Une couchette dans la 2 CV
À cette époque, son père lui avait offert une 2 CV grise avec quinze ans d'ancienneté au compteur. « Je l'avais repeinte en jaune bouton-d'or pour que ça fasse plus jeune. Il n'y en avait pas deux comme ça. Je faisais sensation », s'amuse aujourd'hui le Saintais.
Il s'inscrit donc au raid Paris-Persépolis-Paris auprès de Citroën et se retrouve sélectionné avec 650 autres équipages. D'où le titre de son livre : « 1 300 jeunes en 2 CV sur les pistes de l'aventure. » Pour le début des années 70, ce raid, avec autant de véhicules, est un énorme pari. Le constructeur automobile doit apporter une grosse logistique.
Une dizaine d'étapes figurent au programme. « Il y avait une ribambelle de voitures sur les routes. Dans beaucoup de coins qu'on a traversés, ils n'avaient jamais vu ça. Notamment en Iran où nous avons reçu un accueil fantastique de la part de la population. Nous avions l'impression d'être des héros », se souvient Pierre Lacasta.
Mais, avec un moteur de 425 cm3 et des pointes de vitesse à 80 km/h, le temps a, parfois, paru long. « Nous avions aménagé une couchette adaptable à la place du passager. Nous retournions le siège pour nous allonger dans l'habitacle. Pendant que l'un de nous deux conduisait, l'autre pouvait se reposer. Et, la nuit, nous dormions dans la voiture », précise l'intéressé.
Des anecdotes, ce passionné en regorge. Comme ce Stanbouliote interviewé par ses soins sur les affres de la conduite à Istanbul, grosse métropole de Turquie. « J'ai accompagné le livre d'un CD audio sur lequel figure cette interview.
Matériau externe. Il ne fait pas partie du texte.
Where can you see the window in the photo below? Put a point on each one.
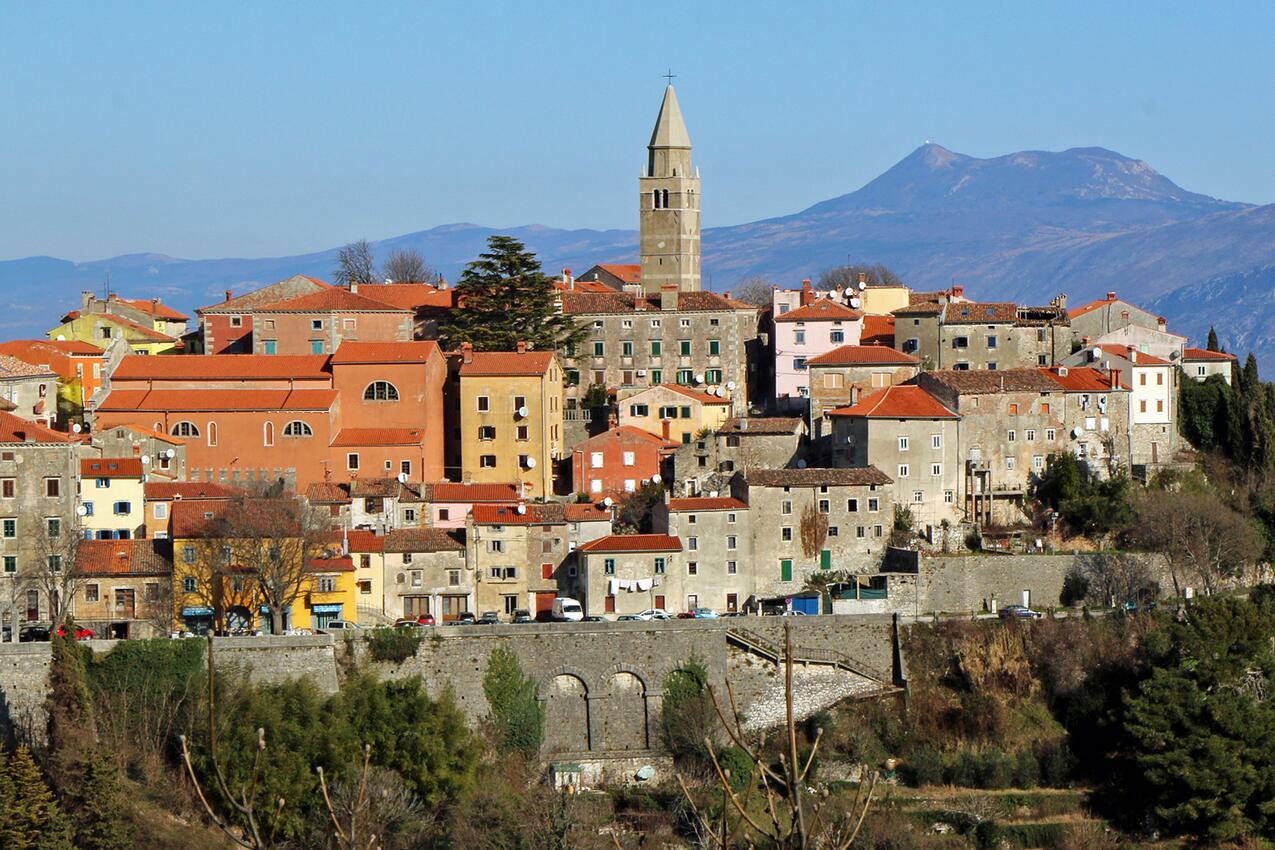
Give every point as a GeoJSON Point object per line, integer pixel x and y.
{"type": "Point", "coordinates": [380, 391]}
{"type": "Point", "coordinates": [185, 430]}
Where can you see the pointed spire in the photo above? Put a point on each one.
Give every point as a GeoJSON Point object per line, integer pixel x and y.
{"type": "Point", "coordinates": [670, 128]}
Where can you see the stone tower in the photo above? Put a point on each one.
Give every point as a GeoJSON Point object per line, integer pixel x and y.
{"type": "Point", "coordinates": [670, 205]}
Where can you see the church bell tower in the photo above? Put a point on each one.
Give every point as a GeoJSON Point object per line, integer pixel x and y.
{"type": "Point", "coordinates": [670, 205]}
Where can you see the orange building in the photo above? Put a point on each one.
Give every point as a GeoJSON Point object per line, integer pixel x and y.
{"type": "Point", "coordinates": [370, 409]}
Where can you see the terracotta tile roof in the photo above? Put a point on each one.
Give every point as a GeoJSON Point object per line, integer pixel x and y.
{"type": "Point", "coordinates": [464, 493]}
{"type": "Point", "coordinates": [247, 302]}
{"type": "Point", "coordinates": [706, 504]}
{"type": "Point", "coordinates": [981, 314]}
{"type": "Point", "coordinates": [330, 300]}
{"type": "Point", "coordinates": [138, 557]}
{"type": "Point", "coordinates": [1205, 354]}
{"type": "Point", "coordinates": [425, 540]}
{"type": "Point", "coordinates": [328, 493]}
{"type": "Point", "coordinates": [511, 363]}
{"type": "Point", "coordinates": [175, 491]}
{"type": "Point", "coordinates": [154, 307]}
{"type": "Point", "coordinates": [877, 330]}
{"type": "Point", "coordinates": [817, 477]}
{"type": "Point", "coordinates": [899, 402]}
{"type": "Point", "coordinates": [111, 468]}
{"type": "Point", "coordinates": [1079, 379]}
{"type": "Point", "coordinates": [863, 356]}
{"type": "Point", "coordinates": [536, 514]}
{"type": "Point", "coordinates": [147, 334]}
{"type": "Point", "coordinates": [207, 399]}
{"type": "Point", "coordinates": [14, 367]}
{"type": "Point", "coordinates": [352, 352]}
{"type": "Point", "coordinates": [983, 381]}
{"type": "Point", "coordinates": [634, 543]}
{"type": "Point", "coordinates": [219, 367]}
{"type": "Point", "coordinates": [587, 512]}
{"type": "Point", "coordinates": [626, 435]}
{"type": "Point", "coordinates": [349, 437]}
{"type": "Point", "coordinates": [761, 426]}
{"type": "Point", "coordinates": [14, 428]}
{"type": "Point", "coordinates": [821, 310]}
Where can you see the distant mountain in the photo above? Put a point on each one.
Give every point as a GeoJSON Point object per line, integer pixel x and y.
{"type": "Point", "coordinates": [1025, 226]}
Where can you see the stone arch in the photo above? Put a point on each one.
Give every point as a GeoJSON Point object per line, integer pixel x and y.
{"type": "Point", "coordinates": [568, 725]}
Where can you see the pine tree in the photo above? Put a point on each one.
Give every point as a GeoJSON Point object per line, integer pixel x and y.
{"type": "Point", "coordinates": [505, 298]}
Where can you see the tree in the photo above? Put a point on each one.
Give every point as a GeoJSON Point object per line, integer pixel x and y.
{"type": "Point", "coordinates": [355, 264]}
{"type": "Point", "coordinates": [407, 265]}
{"type": "Point", "coordinates": [515, 715]}
{"type": "Point", "coordinates": [848, 275]}
{"type": "Point", "coordinates": [505, 300]}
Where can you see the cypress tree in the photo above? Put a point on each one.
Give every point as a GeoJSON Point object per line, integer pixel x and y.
{"type": "Point", "coordinates": [505, 298]}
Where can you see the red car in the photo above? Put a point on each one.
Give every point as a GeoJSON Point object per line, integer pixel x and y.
{"type": "Point", "coordinates": [82, 633]}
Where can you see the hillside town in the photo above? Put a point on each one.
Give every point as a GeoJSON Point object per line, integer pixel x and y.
{"type": "Point", "coordinates": [315, 455]}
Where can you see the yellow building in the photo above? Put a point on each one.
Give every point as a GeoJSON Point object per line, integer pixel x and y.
{"type": "Point", "coordinates": [510, 417]}
{"type": "Point", "coordinates": [112, 498]}
{"type": "Point", "coordinates": [673, 412]}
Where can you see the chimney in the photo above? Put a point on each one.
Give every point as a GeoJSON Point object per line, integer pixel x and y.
{"type": "Point", "coordinates": [668, 295]}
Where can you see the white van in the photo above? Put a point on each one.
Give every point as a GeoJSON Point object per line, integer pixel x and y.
{"type": "Point", "coordinates": [568, 609]}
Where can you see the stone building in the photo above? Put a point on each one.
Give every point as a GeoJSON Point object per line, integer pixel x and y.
{"type": "Point", "coordinates": [856, 504]}
{"type": "Point", "coordinates": [910, 433]}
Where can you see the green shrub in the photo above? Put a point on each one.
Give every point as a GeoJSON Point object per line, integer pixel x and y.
{"type": "Point", "coordinates": [393, 645]}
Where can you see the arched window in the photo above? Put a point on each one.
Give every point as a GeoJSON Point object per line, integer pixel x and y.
{"type": "Point", "coordinates": [380, 391]}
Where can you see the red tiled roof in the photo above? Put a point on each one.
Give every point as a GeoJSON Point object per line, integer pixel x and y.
{"type": "Point", "coordinates": [175, 491]}
{"type": "Point", "coordinates": [1205, 354]}
{"type": "Point", "coordinates": [706, 504]}
{"type": "Point", "coordinates": [899, 402]}
{"type": "Point", "coordinates": [154, 307]}
{"type": "Point", "coordinates": [877, 330]}
{"type": "Point", "coordinates": [821, 310]}
{"type": "Point", "coordinates": [587, 512]}
{"type": "Point", "coordinates": [352, 352]}
{"type": "Point", "coordinates": [1079, 379]}
{"type": "Point", "coordinates": [863, 356]}
{"type": "Point", "coordinates": [218, 400]}
{"type": "Point", "coordinates": [14, 428]}
{"type": "Point", "coordinates": [137, 557]}
{"type": "Point", "coordinates": [626, 435]}
{"type": "Point", "coordinates": [219, 367]}
{"type": "Point", "coordinates": [351, 437]}
{"type": "Point", "coordinates": [634, 543]}
{"type": "Point", "coordinates": [111, 468]}
{"type": "Point", "coordinates": [473, 492]}
{"type": "Point", "coordinates": [328, 301]}
{"type": "Point", "coordinates": [511, 363]}
{"type": "Point", "coordinates": [539, 514]}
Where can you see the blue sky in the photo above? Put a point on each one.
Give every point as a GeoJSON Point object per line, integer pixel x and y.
{"type": "Point", "coordinates": [259, 129]}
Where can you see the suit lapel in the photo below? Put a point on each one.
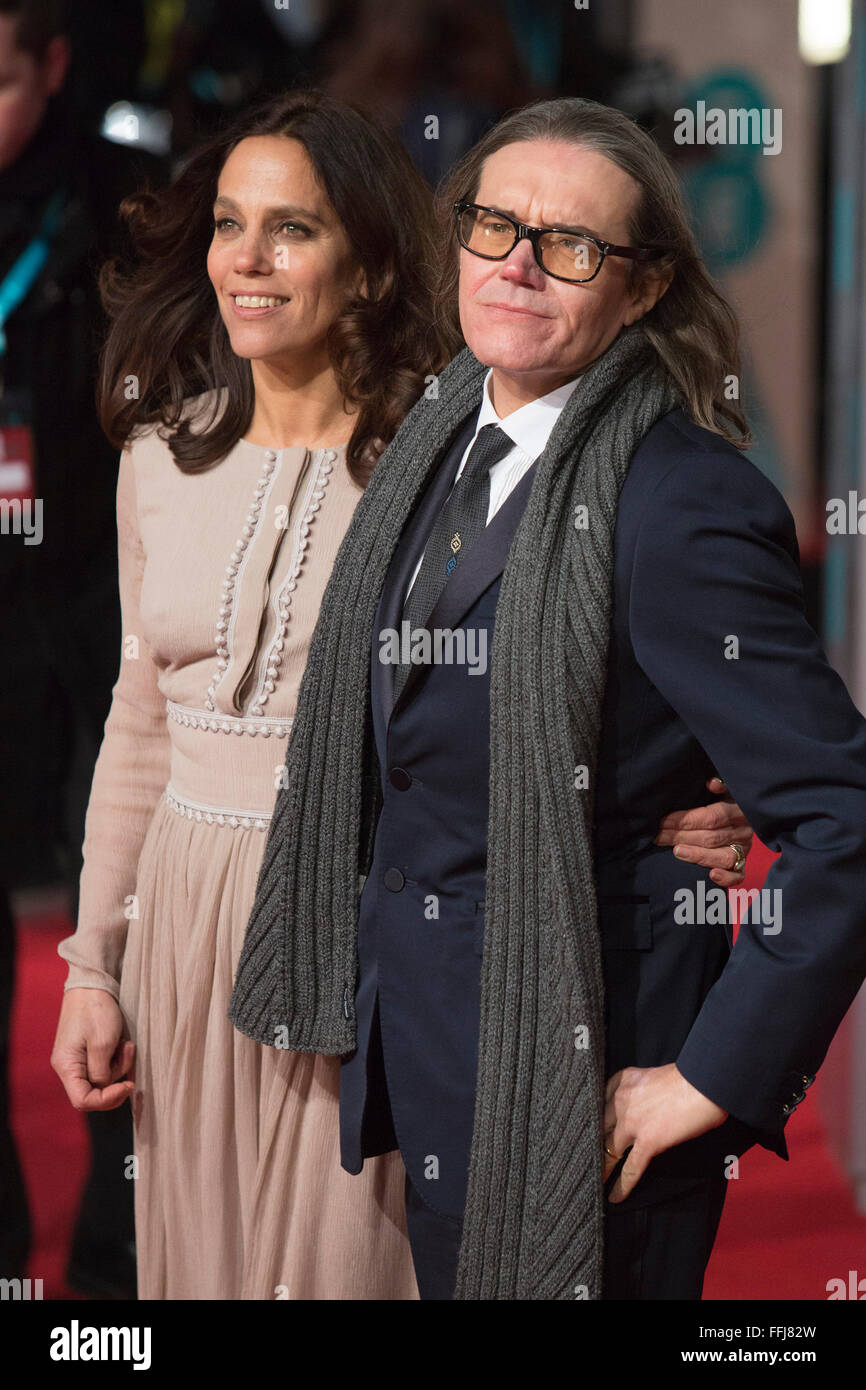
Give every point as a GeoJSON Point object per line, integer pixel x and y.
{"type": "Point", "coordinates": [474, 574]}
{"type": "Point", "coordinates": [407, 555]}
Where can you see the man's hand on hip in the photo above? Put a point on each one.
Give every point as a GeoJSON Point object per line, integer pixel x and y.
{"type": "Point", "coordinates": [648, 1109]}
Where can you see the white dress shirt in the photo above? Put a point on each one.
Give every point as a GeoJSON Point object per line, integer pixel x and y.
{"type": "Point", "coordinates": [530, 430]}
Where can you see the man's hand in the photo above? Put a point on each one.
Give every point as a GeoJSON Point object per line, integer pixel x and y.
{"type": "Point", "coordinates": [648, 1109]}
{"type": "Point", "coordinates": [705, 834]}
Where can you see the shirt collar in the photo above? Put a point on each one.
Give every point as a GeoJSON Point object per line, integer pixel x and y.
{"type": "Point", "coordinates": [528, 427]}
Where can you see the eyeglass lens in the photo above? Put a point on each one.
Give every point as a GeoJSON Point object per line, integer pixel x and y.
{"type": "Point", "coordinates": [562, 253]}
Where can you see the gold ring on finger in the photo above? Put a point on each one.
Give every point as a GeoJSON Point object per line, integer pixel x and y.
{"type": "Point", "coordinates": [738, 858]}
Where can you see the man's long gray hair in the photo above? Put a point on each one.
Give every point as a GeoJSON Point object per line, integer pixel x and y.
{"type": "Point", "coordinates": [691, 327]}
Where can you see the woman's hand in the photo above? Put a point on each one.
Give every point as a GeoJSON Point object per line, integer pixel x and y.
{"type": "Point", "coordinates": [91, 1054]}
{"type": "Point", "coordinates": [705, 834]}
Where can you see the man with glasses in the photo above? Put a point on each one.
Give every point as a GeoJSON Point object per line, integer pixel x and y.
{"type": "Point", "coordinates": [534, 1000]}
{"type": "Point", "coordinates": [538, 303]}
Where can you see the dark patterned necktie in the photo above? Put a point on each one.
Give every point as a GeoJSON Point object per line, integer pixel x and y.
{"type": "Point", "coordinates": [460, 521]}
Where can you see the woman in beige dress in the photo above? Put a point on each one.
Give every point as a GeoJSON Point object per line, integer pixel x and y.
{"type": "Point", "coordinates": [267, 346]}
{"type": "Point", "coordinates": [287, 273]}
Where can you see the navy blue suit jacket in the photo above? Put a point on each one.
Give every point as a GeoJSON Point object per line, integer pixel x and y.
{"type": "Point", "coordinates": [705, 552]}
J'avais emporté avec moi un magnétophone pour réaliser un reportage. C'est d'ailleurs ce qui m'a permis de terminer septième au classement final après le retour à Paris. Plusieurs concurrents ont, en effet, été départagés grâce à leurs reportages. » Son prix ? : une 2 CV6. « Du coup, j'ai, par la suite, roulé avec la neuve. C'est sans doute ce qui a sauvé la jaune bouton-d'or. »
Musée éphémère à Salbris
En intégrant le comité d'organisation du rassemblement mondial des 2 CV qui s'est déroulé, l'été dernier, à Salbris, dans le Loir-et-Cher, Pierre Lacasta a eu l'occasion d'exhumer ses vieux souvenirs. « On m'a demandé si on pouvait exposer ma voiture dans un musée éphémère. J'ai ressorti tous mes vieux documents sur le raid que j'ai numérisés pour préparer l'exposition », explique-t-il.
C'est alors que quelqu'un lui a suggéré de faire un livre. « C'était un gros truc, mais je me suis lancé pour qu'il puisse sortir au moment du rassemblement de Salbris. » Tiré à 1 000 exemplaires, ce livre est encore disponible dans les librairies de la région.